The Comanches of Texas, together with the Ute tribes, the Bonnaks, the Shoshonees, and some other tribes, belong to this stock. Mathew Walker, a Wyandote half-blood, informed the author, in 1859, that he had lived among the Comanches, and that they had the following gentes:

1. Wolf.2. Bear.3. Elk.
4. Deer.5. Gopher.6. Antelope.

If the Comanches are organized in gentes, there is a presumption that the other tribes of this stock are the same.

This completes our review of the social system of the Indian tribes of North America, north of New Mexico. The greater portion of the tribes named were in the Lower Status of barbarism at the epoch of European discovery, and the remainder in the Upper Status of savagery. From the wide and nearly universal prevalence of the organization into gentes, its ancient universality among them with descent in the female line may with reason be assumed. Their system was purely social, having the gens as its unit, and the phratry, tribe and confederacy as the remaining members of the organic series. These four successive stages of integration and re-integration express the whole of their experience in the growth of the idea of government. Since the principal Aryan and Semitic tribes had the same organic series when they emerged from barbarism, the system was substantially universal in ancient society, and inferentially had a common origin.
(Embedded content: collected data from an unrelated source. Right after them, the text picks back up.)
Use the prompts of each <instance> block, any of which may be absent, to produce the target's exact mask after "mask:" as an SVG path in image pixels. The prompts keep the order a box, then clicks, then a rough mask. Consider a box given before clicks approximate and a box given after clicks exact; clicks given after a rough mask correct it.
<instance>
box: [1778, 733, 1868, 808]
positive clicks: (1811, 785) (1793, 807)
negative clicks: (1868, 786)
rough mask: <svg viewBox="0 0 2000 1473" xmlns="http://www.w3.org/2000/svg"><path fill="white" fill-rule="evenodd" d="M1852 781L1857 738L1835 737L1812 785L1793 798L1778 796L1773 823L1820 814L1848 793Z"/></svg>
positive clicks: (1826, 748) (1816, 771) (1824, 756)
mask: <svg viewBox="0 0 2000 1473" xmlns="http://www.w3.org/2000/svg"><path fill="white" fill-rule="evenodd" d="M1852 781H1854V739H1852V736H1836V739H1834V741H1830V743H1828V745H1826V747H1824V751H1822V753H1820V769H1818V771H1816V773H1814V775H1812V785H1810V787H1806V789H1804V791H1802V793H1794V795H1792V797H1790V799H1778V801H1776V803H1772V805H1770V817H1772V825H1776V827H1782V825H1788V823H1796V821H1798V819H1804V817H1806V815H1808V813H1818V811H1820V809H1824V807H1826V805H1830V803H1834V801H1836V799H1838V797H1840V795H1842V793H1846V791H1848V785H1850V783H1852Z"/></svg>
The punaluan group, hereafter to be described more fully in connection with the growth of the idea of the family, evidently gave birth to the gentes, so that the Aryan, Semitic, Uralian, Turanian and Ganowánian families of mankind point with a distinctiveness seemingly unmistakable to a common punaluan stock, with the organization into gentes engrafted upon it, from which each and all were derived, and finally differentiated into families. This conclusion, I believe, will ultimately enforce its own acceptance, when future investigation has developed and verified the facts on a minuter scale. Such a great organic series, able to hold mankind in society through the latter part of the period of savagery, through the entire period of barbarism, and into the early part of the period of civilization, does not arise by accident, but had a natural development from pre-existing elements. Rationally and rigorously interpreted, it seems probable that it can be made demonstrative of the unity of origin of all the families of mankind who possessed the organization into gentes.

X. Village Indians.

1. Moqui Pueblo Indians. The Moqui tribes are still in undisturbed possession of their ancient communal houses, seven in number, near the Little Colorado in Arizona, once a part of New Mexico. They are living under their ancient institutions, and undoubtedly at the present moment fairly represent the type of Village Indian life which prevailed from Zuñi to Cuzco at the epoch of Discovery. Zuñi, Acoma, Taos, and several other New Mexican pueblos are the same structures which were found there by Coronado in 1540-1542. Notwithstanding their apparent accessibility we know in reality but little concerning their mode of life or their domestic institutions. No systematic investigation has ever been made. What little information has found its way into print is general and accidental.

The Moquis are organized in gentes, of which they have nine, as follows:

1. Deer.2. Sand.3. Rain.
4. Bear.5. Hare.6. Prairie Wolf.
7. Rattlesnake.8. Tobacco Plant.9. Reed Grass.